Things don’t make sense. You have to make sense of them.
7.45 am: A communion. 8.15 am: Postgraduate admin, before moving out to the School for a MA Art History dissertation tutorial with with one of Professor Cruise’s charge. (May he enjoy a long, happy, and fruitful retirement.):
9.45 am: I had an impromptu discussion with an intending BA Fine Art applicant. It takes more guts and gall to contemplate becoming a student when you’re in your middle years and beyond than when your eighteen years of age. Younger people come into education searching for a career; older students come, searching for themselves. Generally speaking, mature students have less confidence than their post-school counterparts at the outset, but a welter of experience, wisdom, determination, commitment, and energy. They know what they want, and are painfully conscious that this might be the last opportunity they’ll have to grasp it.
10.15 am: Studiology. I replaced the bacon-sliced introduction of Scourby reading the first part of the Habakkuk text with the original integrated version, and also a modified version of the scratch loop. So much better. (‘What were you thinking, John?’) From this point onwards, the layers of the composition would need to be stacked and reconciled on a moment-by-moment basis. In essence, the problem was that straightforward to resolve. But I still needed a climax prior to the thunderously mellow ‘afterglow’:
Punch in; punch out; punch in. Move (fractionally). Adjust volume. Listen. Listen. Stack. There’ s always a reason why a something works, finally. You need to study and learn from the solution, discern the underlying principle, and apply it, subsequently, in other the contexts of the work. At every point I asked myself: ‘What can I take away?’ What is the simplest expression of the proposition?’ The composition should only as long as is required to realise its possibilities. And, therefore, as short as possible.

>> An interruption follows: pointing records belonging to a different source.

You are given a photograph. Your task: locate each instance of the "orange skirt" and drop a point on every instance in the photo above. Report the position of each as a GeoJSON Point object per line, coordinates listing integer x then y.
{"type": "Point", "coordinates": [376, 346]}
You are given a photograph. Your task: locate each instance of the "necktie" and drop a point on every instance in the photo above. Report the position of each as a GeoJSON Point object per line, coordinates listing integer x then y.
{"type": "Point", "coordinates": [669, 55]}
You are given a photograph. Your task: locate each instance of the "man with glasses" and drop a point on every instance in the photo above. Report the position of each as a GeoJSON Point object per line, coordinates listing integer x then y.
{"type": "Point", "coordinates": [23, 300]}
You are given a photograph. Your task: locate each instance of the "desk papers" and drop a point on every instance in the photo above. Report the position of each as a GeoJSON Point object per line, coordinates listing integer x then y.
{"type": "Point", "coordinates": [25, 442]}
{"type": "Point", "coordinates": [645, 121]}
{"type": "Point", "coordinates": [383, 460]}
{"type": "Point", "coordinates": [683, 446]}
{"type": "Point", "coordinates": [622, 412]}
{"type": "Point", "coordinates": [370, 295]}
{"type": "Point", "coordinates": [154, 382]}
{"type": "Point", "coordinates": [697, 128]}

After lunch, I continued to edit and compress, while paying particular attention to the moments of silence in the piece. Silence can be quite terrifying when placed immediately after a loud or volatile passage. It may signify either rest and cessation, or the calm before an even greater storm. Silence may be ambiguous. And therein, in part, lies its power. Today, the longed-for climax was the silence. By mid afternoon, having attached the second part of Scourby’s reading to the end of the thunder section, the composition was more or less in the bag. I needed, now, time away from the piece before finalising the mix.
I returned to the turntables:
The improvisation on August 8 had suggested a further set of possibilities. I wanted to manipulate, together, the recordings of the acoustic writing and Scourby reading, using the same modulation filters as I’d deployed on the previous occasion.
7.30 pm: Onto the decks for open-ended exploration of an idea:
My aim was to freewheel, while keeping one step ahead in my mind regarding the strategies and technological methods of manipulation. I reckoned that for every twenty minutes of playing I’d generate thirty seconds of listenable (as distinct from useable) material. This is what the work required of me. Who was I to demur?